Enquanto destinos tradicionais para exportação de resíduos como China fecham suas portas para resíduos provenientes dos países da UE, os países ocidentais mais ricos da UE voltam-se para os do leste. O resultado é um aumento enorme da poluição e do agravamento do meio ambiente na Europa Central e Oriental.
A Comissão Europeia está atualmente, como parte do Pacto Verde, trabalhando na revisão da regulamentação sobre transporte de resíduos, que data de 2006. A revisão tem como objetivo facilitar a reciclagem dentro da UE e reduzir o transporte e o envio de resíduos para países fora da UE.
Especialistas temem que um controle mais rigoroso sobre os transportes para destinatários fora da UE possa levar a um aumento do transporte de resíduos para outros Estados-membros dentro da UE.
“A UE gera resíduos demais e não consegue lidar com isso. Por isso, esses resíduos são enviados para países com salários mais baixos e proteção ambiental mais fraca, como Turquia, Malásia ou Indonésia,” disse Pierre Condamine, da Zero Waste Europe, ao Emerging Europe.

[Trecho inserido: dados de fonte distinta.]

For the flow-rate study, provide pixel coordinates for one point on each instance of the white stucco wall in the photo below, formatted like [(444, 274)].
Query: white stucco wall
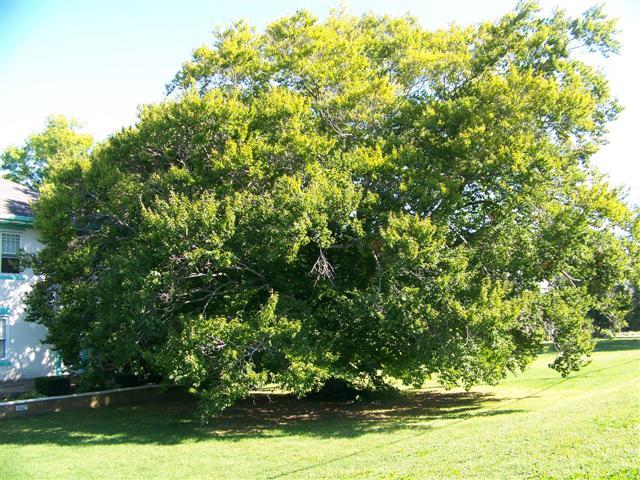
[(26, 356)]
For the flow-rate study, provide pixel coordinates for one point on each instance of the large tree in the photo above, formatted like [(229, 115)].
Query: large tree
[(355, 198), (61, 140)]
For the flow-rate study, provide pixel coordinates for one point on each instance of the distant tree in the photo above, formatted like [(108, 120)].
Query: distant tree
[(356, 198), (633, 317), (61, 139)]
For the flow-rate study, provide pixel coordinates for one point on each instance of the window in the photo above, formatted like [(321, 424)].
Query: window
[(3, 337), (10, 246)]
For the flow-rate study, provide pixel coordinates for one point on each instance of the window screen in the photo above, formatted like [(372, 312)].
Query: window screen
[(3, 337), (9, 253)]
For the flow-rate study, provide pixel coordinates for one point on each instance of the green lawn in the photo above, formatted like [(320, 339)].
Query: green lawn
[(536, 425)]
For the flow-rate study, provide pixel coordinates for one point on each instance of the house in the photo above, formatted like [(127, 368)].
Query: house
[(22, 353)]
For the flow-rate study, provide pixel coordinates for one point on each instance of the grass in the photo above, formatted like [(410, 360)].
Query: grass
[(536, 425)]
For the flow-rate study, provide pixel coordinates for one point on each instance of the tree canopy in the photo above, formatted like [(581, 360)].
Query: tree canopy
[(356, 198), (60, 140)]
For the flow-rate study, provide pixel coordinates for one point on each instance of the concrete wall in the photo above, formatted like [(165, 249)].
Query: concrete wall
[(26, 356)]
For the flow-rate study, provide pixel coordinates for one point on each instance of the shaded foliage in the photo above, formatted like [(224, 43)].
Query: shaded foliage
[(354, 198)]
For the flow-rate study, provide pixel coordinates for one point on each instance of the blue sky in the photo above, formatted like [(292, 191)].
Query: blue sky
[(97, 60)]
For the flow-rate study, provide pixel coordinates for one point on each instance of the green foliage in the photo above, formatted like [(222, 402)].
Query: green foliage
[(356, 198), (60, 141), (52, 386)]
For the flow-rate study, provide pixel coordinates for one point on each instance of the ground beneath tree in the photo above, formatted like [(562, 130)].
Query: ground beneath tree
[(537, 425)]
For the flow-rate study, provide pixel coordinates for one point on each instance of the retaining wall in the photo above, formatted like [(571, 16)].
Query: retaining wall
[(117, 396)]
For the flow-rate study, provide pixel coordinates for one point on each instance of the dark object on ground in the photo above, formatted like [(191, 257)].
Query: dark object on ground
[(52, 386), (335, 390), (126, 379)]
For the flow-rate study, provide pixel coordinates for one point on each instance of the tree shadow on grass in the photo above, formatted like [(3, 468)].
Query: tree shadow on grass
[(172, 422), (618, 344)]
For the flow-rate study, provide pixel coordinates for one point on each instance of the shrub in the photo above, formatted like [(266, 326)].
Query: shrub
[(52, 386)]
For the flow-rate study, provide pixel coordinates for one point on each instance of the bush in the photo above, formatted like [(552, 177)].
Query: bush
[(52, 386), (125, 379)]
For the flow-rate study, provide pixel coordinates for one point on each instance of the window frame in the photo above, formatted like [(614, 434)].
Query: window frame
[(3, 351), (20, 247)]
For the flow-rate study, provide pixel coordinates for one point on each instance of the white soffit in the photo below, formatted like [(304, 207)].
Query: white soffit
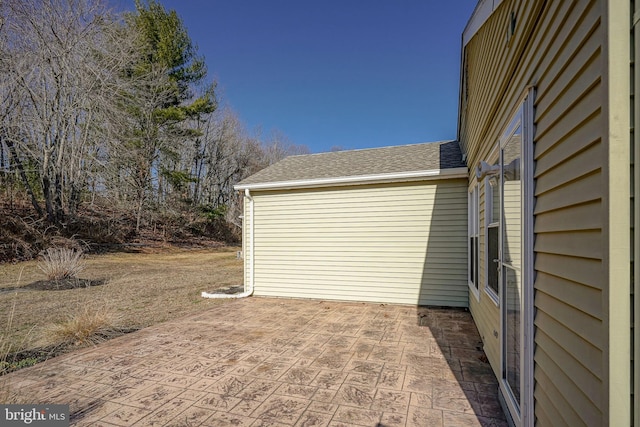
[(482, 12), (358, 180)]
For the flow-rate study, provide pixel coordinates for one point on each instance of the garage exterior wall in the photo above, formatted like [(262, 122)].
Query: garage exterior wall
[(561, 49), (394, 243)]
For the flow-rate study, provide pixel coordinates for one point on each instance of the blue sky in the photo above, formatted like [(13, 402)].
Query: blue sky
[(348, 73)]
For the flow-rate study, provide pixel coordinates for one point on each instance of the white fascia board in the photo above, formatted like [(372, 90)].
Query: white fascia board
[(359, 180), (481, 13)]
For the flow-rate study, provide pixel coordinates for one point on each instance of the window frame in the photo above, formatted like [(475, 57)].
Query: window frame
[(490, 222)]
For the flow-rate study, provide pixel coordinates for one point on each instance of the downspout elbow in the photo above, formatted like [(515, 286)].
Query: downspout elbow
[(248, 289)]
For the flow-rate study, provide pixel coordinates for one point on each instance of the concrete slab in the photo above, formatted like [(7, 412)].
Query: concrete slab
[(279, 362)]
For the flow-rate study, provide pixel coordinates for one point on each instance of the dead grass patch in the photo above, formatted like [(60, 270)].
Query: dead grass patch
[(138, 290), (87, 325), (61, 263)]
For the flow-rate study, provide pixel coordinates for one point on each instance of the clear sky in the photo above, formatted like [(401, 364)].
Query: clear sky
[(348, 73)]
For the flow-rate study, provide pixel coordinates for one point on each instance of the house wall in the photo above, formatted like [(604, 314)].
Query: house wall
[(396, 243), (247, 252), (558, 48)]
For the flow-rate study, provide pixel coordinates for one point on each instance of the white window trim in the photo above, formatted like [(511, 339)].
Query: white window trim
[(488, 206), (473, 206)]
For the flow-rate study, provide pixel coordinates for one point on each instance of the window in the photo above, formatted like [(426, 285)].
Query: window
[(473, 241), (492, 191)]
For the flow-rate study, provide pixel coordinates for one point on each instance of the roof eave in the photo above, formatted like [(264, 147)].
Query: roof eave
[(425, 175)]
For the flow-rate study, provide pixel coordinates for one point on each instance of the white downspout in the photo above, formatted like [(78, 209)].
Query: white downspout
[(248, 289)]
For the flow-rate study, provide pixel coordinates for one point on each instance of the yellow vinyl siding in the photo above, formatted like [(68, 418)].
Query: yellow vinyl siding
[(397, 243), (485, 312), (246, 242), (557, 47)]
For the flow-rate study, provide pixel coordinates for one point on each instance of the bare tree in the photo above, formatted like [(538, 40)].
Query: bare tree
[(51, 55)]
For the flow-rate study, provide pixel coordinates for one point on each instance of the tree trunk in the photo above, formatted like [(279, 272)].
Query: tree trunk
[(23, 176)]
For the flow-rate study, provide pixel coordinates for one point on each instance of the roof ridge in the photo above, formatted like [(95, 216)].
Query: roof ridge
[(374, 148)]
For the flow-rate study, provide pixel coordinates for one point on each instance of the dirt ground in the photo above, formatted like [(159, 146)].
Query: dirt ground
[(138, 289)]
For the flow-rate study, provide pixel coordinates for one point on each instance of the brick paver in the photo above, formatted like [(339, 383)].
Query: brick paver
[(279, 362)]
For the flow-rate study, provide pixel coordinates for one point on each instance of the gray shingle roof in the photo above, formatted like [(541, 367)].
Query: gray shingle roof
[(353, 163)]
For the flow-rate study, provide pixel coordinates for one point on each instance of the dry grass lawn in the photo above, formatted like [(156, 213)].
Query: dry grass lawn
[(138, 290)]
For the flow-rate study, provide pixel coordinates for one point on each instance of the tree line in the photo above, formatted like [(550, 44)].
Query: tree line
[(115, 110)]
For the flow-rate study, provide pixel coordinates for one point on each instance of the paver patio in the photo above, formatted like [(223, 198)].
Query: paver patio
[(279, 362)]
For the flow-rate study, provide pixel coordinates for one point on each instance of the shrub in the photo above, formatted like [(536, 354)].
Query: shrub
[(61, 263), (87, 326)]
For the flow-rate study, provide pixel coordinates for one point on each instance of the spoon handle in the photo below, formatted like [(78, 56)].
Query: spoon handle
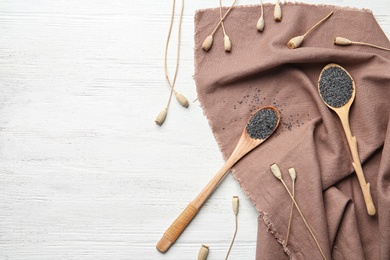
[(181, 222), (352, 142)]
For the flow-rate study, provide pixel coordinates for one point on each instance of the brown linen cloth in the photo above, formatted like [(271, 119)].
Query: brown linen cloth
[(260, 71)]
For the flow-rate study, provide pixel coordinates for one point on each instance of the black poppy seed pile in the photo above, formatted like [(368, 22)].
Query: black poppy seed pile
[(262, 124), (335, 87)]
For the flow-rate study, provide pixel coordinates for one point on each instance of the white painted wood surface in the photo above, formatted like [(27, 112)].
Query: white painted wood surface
[(84, 171)]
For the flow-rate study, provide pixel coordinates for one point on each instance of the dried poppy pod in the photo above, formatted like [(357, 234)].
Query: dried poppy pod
[(260, 24), (342, 41), (161, 117), (277, 12), (227, 43), (207, 43), (276, 171), (182, 99), (295, 42)]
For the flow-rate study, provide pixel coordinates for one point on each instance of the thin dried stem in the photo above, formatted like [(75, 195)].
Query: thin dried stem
[(290, 219), (220, 15), (321, 21), (303, 218), (235, 210), (172, 85), (371, 45), (221, 19), (261, 6)]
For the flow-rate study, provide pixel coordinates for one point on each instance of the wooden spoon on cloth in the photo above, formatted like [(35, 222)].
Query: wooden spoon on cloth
[(337, 89), (259, 127)]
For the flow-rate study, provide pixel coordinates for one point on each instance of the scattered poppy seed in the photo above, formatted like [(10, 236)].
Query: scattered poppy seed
[(335, 87), (262, 124)]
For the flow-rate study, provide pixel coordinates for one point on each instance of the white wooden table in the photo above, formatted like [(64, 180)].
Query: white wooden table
[(84, 171)]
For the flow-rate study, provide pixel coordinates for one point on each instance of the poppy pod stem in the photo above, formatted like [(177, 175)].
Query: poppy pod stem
[(278, 174), (344, 41), (260, 23), (297, 41), (208, 41)]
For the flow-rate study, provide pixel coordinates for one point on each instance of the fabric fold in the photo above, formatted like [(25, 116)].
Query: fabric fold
[(261, 71)]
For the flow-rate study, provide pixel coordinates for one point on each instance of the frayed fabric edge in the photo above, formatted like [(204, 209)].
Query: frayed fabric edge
[(271, 229), (348, 8)]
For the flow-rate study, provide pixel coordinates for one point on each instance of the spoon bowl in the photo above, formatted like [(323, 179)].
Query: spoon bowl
[(258, 128), (337, 89)]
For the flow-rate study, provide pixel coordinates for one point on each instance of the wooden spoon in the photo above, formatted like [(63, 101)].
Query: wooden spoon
[(343, 112), (245, 144)]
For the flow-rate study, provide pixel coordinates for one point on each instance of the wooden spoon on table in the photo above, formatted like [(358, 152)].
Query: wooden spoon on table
[(259, 127), (333, 85)]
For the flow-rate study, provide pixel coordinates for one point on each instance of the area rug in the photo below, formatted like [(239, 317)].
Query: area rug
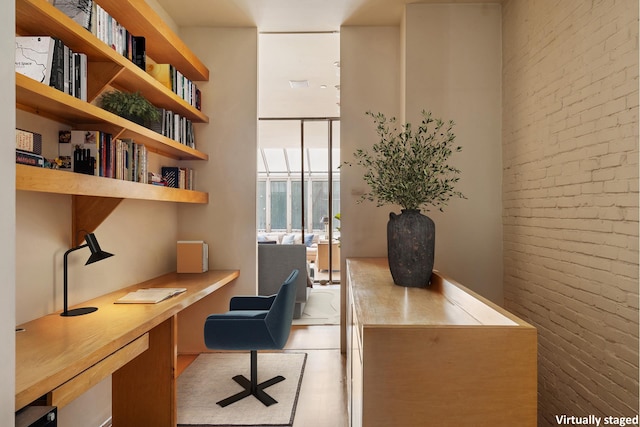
[(322, 308), (209, 379)]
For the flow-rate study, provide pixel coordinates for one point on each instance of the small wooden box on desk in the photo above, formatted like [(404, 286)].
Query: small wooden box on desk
[(435, 356)]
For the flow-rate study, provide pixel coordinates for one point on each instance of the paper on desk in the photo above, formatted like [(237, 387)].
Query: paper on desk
[(149, 295)]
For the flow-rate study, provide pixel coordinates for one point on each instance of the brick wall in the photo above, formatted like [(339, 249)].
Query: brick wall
[(570, 197)]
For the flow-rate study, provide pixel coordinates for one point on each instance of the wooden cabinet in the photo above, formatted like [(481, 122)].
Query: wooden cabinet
[(107, 68), (441, 356)]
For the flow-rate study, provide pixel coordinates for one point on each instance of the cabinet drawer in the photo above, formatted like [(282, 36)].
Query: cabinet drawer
[(82, 382)]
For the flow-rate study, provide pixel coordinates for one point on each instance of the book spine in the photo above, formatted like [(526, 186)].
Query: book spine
[(28, 141), (31, 159), (56, 80)]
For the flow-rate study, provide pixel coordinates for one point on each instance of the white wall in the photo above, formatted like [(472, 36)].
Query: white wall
[(7, 215), (228, 222), (447, 59), (369, 80), (453, 68)]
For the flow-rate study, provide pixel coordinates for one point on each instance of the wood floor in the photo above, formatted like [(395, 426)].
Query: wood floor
[(323, 394)]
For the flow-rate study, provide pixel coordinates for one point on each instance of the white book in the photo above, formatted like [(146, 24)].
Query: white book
[(149, 295), (34, 56)]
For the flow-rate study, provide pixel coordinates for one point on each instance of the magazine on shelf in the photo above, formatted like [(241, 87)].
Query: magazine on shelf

Segundo a Comissão Europeia, apenas em 2019 a UE exportou 1,5 milhão de toneladas de resíduos plásticos, principalmente para Turquia, Malásia, Indonésia, Vietnã, Índia e China. Mas, com essa exportação agora sendo limitada, teme-se o direcionamento para países com salários mais baixos como Polônia, Bulgária ou Romênia. Fluxos de resíduos que antes iam para o Sudeste Asiático acabam indo para a Europa Central e Oriental.
Desde este ano, valem três novas restrições para a exportação de resíduos para fora da UE, especialmente para alguns tipos de plástico. Como resultado, vários membros da UE na região da Europa Central e Oriental (MCE) registraram um aumento na importação de lixo descartado.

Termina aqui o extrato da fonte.